I look on the Three Hail Mary’s, a remedy for sins against purity, as a kind devotion after the manner of the Miraculous Medal (with obvious differences). The point is that whatever one’s relative understanding or awareness of the Blessed Virgin’s role in salvation, the devotion opens a door. In the case of the Miraculous Medal, the one who gives it exercises his faith in the universal mediation of Mary and goes out of his way to also make an act of Marian charity. The one who receives it, however knowledgable or ignorant, opens himself up to grace through the influence of Our Lady. Hopefully, at some point in the process the Medal is acknowledged as a sign of consecration. But whether that occurs or not miracles still happen.
Holy Purity in one addicted to impurity requires a bit of midwifery. The priest as doctor applies remedies according to the needs and dispositions of particular penitents. The strength of the medicine depends on the serious of the illness and what the patient can tolerate.

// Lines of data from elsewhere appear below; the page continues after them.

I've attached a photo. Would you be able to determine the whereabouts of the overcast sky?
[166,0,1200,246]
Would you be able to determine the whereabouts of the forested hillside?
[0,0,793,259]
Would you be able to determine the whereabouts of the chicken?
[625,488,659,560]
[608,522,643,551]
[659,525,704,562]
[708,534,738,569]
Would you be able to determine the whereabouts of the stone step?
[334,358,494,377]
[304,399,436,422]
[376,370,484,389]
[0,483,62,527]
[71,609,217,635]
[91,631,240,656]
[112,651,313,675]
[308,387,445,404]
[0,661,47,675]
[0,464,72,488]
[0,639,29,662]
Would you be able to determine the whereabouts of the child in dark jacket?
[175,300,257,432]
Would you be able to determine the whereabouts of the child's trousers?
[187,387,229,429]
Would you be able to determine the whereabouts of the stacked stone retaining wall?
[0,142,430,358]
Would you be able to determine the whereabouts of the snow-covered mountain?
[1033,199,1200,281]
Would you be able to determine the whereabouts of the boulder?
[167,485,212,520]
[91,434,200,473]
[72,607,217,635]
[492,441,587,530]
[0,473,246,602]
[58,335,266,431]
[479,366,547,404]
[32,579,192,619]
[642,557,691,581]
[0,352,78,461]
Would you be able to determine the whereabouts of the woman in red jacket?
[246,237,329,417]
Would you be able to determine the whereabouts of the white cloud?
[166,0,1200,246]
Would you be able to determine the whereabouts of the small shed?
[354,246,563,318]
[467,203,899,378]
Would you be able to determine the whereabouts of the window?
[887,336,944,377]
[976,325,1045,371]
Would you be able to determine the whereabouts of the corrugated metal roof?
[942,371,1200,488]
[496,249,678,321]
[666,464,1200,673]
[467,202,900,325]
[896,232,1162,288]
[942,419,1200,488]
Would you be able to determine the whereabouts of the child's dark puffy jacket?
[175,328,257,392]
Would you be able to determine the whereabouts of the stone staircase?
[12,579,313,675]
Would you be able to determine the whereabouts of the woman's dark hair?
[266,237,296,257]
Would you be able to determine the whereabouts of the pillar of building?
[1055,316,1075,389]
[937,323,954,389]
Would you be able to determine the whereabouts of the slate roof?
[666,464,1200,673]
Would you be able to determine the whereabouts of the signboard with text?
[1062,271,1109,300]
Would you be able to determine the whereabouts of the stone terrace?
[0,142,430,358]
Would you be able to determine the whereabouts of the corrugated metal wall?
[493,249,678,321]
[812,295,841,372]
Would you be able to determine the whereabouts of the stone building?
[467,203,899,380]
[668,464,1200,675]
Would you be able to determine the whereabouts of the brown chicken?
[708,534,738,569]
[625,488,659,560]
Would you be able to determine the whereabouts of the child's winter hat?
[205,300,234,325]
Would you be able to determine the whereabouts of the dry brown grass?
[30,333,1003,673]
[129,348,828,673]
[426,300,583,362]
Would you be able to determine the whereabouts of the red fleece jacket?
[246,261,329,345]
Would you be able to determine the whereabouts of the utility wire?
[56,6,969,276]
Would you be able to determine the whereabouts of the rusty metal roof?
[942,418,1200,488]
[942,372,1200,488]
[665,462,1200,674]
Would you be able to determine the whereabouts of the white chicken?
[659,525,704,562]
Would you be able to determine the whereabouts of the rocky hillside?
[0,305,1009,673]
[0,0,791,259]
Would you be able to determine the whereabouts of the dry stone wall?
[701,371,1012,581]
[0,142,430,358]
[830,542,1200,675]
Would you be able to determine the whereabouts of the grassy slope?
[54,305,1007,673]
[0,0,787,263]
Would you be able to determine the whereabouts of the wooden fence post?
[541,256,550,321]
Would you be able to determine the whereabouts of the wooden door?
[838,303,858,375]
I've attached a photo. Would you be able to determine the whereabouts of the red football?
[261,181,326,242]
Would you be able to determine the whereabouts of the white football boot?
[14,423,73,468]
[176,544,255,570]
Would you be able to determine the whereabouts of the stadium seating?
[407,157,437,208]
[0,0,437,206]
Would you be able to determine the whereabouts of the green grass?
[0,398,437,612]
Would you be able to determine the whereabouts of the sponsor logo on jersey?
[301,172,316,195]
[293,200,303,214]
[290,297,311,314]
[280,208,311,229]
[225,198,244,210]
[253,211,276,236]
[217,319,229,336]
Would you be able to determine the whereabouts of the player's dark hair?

To introduce the presence of the Immaculate into the life of a penitent may be a very simple thing, but I don’t think I would characterize it necessarily as a mere “pious devotion.” The Three Hail Mary’s is a very simple act of devotion and implicit sign of consecration, but I assure you that it is a very powerful remedy for sins against purity.
Thank you, Father Geiger.
I think that you may have understood my meaning perfectly, but just in case you didn’t, I would like to clarify the following quote from my original post:
“I am afraid that all too many people in the Church today (and perhaps at all times there were some) think of all devotion to the Blessed Virgin as “simply pious devotion”, which in their mouths means ill-informed, semi-superstitious devotion, which may be good in so far as it serves the un-intellectual multitude, but certainly has no real theological basis, and cannot be expected to help a person who is involved, for example, in a pornography addiction.”
I would like to clarify that everything in this quote following the words “which in their mouths means” was literally meant to be characterization of what “all too many people in the Church today” think… It is emphatically NOT a characterization of what I think.
Thank you again, Father, and I believe that your three Hail Mary’s is a wonderful prescription for pornography addiction, as is the miraculous medal – both of which are certainly steps toward (or expressions of) that total consecration to the Immaculate that I believe alone can save one from such an addiction! It is precisely this sort of prescription that I would like to hear more of!